This thread is interesting since I am trying to introduce a new usage
pattern with bare metal servers and chef-provisioning.
I have one Chef server and whenever we buy a new set of racks in one of our
datacenters, servers boot via PXE and automatically register in Chef in a
specific “firstboot” role.
For now we assign nodes manually with one node per file in a git repo and
#1 is avoided by using git to solve conflicts. #2 is not too bad since we
can re-sync from git if a Chef run happened during a modification.
I would like to stop using Chef nodes as file but use the new chefDK
provision command with a special driver that would “pick” a node from the
firstboot pool (so basically my “cloud” provider is the pool of firstboot
nodes in Chef). Without dealing with concurrent access to Chef provision,
this seem doable: to allocate a node I can “tag” a firstboot node and
delete it once the machine is ready.
But how to do this with concurrent access? It seems almost impossible.
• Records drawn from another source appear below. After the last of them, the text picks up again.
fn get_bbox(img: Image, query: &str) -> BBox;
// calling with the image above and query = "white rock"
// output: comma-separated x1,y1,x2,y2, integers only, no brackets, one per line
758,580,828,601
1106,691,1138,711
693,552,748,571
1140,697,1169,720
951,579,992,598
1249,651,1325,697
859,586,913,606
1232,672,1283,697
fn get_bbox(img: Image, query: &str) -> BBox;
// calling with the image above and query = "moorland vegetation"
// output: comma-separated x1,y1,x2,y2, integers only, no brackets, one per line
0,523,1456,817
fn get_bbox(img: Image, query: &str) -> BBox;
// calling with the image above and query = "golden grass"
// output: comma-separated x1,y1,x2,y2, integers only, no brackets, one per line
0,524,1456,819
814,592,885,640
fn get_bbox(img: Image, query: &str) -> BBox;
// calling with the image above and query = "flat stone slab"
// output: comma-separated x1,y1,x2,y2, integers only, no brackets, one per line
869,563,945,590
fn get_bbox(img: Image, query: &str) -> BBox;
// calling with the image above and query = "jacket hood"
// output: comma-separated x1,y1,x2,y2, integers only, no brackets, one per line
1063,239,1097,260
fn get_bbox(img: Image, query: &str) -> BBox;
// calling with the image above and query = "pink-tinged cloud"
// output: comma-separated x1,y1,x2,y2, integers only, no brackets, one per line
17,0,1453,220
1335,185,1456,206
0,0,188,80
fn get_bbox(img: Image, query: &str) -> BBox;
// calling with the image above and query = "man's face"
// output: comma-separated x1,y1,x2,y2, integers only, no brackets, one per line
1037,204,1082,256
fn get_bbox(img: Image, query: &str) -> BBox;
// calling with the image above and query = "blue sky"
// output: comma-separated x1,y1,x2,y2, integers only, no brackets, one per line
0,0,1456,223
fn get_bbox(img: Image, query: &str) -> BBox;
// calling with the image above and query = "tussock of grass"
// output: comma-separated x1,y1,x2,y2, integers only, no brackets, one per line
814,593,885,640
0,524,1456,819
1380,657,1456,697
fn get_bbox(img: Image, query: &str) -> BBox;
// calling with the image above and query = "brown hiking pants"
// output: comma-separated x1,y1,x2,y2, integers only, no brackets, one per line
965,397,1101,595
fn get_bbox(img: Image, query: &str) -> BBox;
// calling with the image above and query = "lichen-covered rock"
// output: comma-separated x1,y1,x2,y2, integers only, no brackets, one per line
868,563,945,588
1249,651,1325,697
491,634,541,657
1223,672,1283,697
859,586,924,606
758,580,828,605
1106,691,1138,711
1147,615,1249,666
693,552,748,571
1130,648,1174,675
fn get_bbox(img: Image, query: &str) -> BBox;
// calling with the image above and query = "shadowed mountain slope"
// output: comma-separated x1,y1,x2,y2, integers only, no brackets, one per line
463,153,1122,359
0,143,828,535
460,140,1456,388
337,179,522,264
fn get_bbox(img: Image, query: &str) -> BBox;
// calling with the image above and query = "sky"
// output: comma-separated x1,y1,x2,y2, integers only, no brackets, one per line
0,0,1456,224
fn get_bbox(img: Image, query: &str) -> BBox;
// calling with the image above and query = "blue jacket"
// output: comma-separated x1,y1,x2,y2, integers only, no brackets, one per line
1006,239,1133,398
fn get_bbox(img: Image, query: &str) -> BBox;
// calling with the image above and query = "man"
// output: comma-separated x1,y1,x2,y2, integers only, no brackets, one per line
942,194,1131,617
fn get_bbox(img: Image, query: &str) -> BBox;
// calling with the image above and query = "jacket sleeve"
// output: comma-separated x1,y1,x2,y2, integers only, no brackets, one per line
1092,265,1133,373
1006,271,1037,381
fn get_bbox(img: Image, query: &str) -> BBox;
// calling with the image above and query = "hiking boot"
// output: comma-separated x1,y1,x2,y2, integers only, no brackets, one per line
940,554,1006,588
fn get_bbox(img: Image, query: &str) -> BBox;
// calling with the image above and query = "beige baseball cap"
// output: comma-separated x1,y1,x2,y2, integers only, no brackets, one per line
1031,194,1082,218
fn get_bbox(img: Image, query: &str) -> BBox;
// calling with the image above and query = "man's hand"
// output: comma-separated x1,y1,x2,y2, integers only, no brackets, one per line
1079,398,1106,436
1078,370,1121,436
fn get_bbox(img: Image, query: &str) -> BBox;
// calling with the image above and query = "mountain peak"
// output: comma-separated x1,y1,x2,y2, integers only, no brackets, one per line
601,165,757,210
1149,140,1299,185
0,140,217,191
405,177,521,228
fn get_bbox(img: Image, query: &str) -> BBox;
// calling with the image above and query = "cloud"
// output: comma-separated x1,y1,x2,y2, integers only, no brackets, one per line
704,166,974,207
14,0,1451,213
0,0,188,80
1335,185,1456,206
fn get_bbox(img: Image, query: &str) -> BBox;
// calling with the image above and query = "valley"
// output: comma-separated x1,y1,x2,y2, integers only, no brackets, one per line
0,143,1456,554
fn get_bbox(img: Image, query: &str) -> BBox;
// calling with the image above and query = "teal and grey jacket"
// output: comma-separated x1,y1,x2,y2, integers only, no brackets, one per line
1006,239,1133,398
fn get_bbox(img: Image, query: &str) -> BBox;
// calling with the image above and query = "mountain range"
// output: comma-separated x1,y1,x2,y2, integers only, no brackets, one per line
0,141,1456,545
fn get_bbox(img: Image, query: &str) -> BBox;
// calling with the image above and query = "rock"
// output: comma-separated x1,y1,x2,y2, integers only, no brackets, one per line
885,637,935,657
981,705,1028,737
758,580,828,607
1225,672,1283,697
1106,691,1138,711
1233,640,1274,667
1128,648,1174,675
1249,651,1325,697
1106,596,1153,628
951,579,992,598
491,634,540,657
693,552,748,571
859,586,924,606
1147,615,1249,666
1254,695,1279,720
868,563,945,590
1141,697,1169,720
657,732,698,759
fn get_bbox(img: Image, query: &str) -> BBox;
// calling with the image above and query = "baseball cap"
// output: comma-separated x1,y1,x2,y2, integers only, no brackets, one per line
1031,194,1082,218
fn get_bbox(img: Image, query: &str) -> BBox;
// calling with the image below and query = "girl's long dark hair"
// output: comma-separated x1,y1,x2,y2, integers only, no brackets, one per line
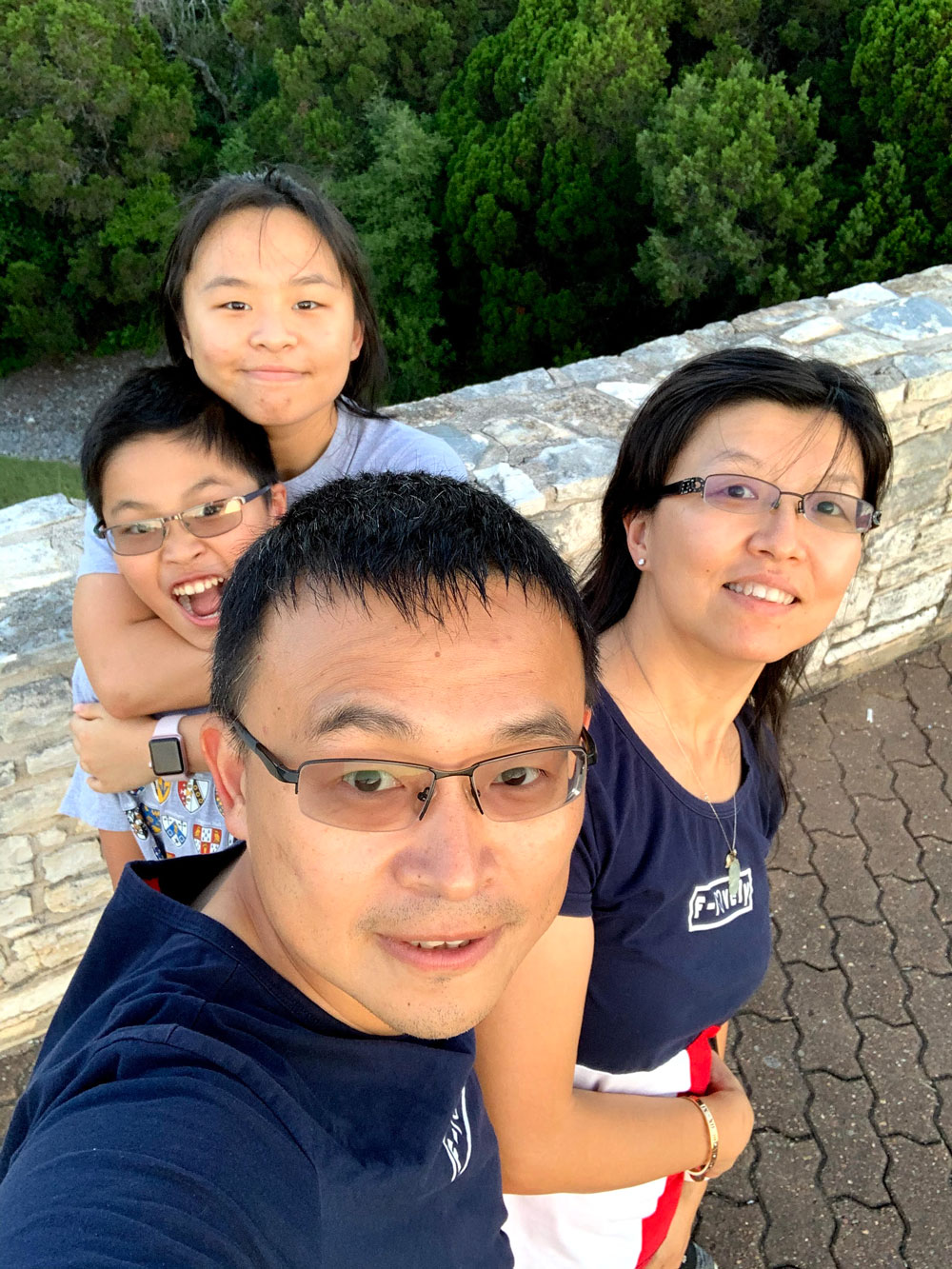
159,168,387,416
582,347,892,802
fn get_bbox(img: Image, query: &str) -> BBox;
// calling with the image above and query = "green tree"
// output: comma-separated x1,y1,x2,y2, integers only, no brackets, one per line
330,98,450,401
0,0,194,366
438,0,673,377
830,144,932,286
853,0,952,252
636,57,834,323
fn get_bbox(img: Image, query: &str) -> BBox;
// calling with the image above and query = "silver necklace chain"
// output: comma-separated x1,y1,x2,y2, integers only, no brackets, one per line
621,622,740,899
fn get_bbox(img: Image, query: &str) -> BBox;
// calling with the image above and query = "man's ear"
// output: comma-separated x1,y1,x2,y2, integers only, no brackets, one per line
270,481,288,525
202,714,248,842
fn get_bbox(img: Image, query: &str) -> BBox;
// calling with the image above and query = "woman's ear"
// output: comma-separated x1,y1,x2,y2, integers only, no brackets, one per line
622,511,650,571
270,481,288,525
350,317,363,362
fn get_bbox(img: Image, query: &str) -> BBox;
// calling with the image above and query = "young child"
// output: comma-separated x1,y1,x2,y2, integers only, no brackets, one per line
60,367,286,884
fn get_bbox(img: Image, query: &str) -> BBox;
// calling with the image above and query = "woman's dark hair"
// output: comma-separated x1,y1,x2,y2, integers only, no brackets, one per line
80,362,278,519
582,347,892,796
159,168,387,415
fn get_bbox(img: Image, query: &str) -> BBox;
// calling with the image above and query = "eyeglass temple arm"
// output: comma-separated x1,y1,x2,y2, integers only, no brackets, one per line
231,718,300,785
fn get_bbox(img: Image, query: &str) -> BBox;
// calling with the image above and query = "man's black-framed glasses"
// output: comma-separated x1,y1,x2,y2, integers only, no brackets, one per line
92,485,270,555
231,718,597,832
658,472,880,533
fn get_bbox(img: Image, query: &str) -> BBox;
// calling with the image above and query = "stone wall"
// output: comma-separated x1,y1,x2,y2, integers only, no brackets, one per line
0,266,952,1051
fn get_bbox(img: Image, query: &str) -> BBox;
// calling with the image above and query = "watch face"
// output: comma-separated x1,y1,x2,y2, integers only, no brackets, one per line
149,736,186,775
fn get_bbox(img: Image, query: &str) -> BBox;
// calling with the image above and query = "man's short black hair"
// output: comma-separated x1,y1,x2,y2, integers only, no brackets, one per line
80,366,278,519
212,472,598,722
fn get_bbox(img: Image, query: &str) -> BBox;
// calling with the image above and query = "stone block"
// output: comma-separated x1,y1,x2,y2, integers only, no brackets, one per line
0,895,33,930
39,838,104,882
0,494,83,547
483,414,578,457
12,912,99,969
446,369,555,403
823,608,938,671
25,740,76,786
595,380,656,410
526,437,618,503
810,331,902,366
43,872,111,914
0,967,73,1051
826,282,899,307
0,676,72,744
781,313,843,344
0,572,76,674
0,836,33,895
0,777,64,835
869,568,949,625
853,296,952,344
560,357,631,384
0,538,75,598
420,423,490,467
472,464,545,515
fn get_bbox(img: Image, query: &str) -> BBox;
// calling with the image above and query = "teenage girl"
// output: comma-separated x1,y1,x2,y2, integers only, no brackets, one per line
72,170,466,863
477,349,891,1269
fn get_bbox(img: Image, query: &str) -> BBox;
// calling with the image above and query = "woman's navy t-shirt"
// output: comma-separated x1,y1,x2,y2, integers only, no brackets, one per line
563,689,782,1072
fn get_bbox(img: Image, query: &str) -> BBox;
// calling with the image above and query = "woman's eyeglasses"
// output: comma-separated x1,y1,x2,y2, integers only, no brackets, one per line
92,485,270,555
658,473,880,533
231,720,597,832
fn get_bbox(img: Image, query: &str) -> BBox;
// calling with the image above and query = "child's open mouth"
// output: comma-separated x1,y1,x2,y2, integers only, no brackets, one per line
171,578,225,625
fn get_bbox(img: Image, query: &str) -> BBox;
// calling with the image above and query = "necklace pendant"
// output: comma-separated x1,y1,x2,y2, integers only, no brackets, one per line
724,850,740,899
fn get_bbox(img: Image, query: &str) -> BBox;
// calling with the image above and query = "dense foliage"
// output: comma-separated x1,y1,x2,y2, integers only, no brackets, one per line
0,0,952,400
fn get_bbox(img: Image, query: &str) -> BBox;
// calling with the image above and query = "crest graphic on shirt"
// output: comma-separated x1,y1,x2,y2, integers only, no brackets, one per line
688,868,754,934
163,815,188,850
140,805,163,838
126,805,149,842
191,823,221,855
152,775,171,802
443,1086,472,1184
176,775,212,811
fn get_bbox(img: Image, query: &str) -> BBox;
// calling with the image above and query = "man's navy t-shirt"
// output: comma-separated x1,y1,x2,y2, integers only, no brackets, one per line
0,846,511,1269
563,689,782,1074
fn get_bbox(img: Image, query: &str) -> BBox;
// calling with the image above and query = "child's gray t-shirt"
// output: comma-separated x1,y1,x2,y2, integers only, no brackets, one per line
76,405,466,578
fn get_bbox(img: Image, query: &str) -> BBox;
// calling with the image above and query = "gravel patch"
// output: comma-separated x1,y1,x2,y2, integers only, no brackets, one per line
0,353,165,464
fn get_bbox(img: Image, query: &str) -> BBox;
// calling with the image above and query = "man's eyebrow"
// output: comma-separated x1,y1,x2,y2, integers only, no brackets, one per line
307,701,419,740
492,709,579,744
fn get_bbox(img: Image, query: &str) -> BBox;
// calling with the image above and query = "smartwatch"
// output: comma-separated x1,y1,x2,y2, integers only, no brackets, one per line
149,713,186,775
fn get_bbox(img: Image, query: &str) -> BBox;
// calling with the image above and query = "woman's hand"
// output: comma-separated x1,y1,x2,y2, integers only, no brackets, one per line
701,1053,754,1186
69,702,155,793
And
the way things are going with Policy files will tend towards a separate git
repo and provision cookbook per policy, all sharing the same pool of
firstboot nodes (for now I don’t use Policy files).
I wish I could have a way to “lock” a node or something like that.
On Jul 2, 2015 1:51 AM, “Daniel DeLeo” email@example.com wrote:
On Wednesday, July 1, 2015 at 3:08 PM, Lamont Granquist wrote:
is the closest thing we have for plans for addressing node editing
conflicts, but it still won’t help you in the case of two admins doing a
knife node edit. It does address a lot of the use cases of #2.
#1 might be addressed better via something like a knife plugin the
converted the task the admins were doing into something more similar to
knife node run_list add 'role[foo]'. by getting it onto the command line
you narrow the race condition between reading the old value and writing the
new value. you could also make it even a bit more
declarative/idempotent/convergent so that running it twice by two admins
didn’t result in duplicated edits (unlike knife node run_list add).
Policyfiles mitigate the problem by moving the really contentious part
(the run_list) out of the node and into a different object which is shared
between nodes. If you’re making heavy use of node-specific attributes it
won’t help, but I’d recommend avoiding those as much as possible anyway.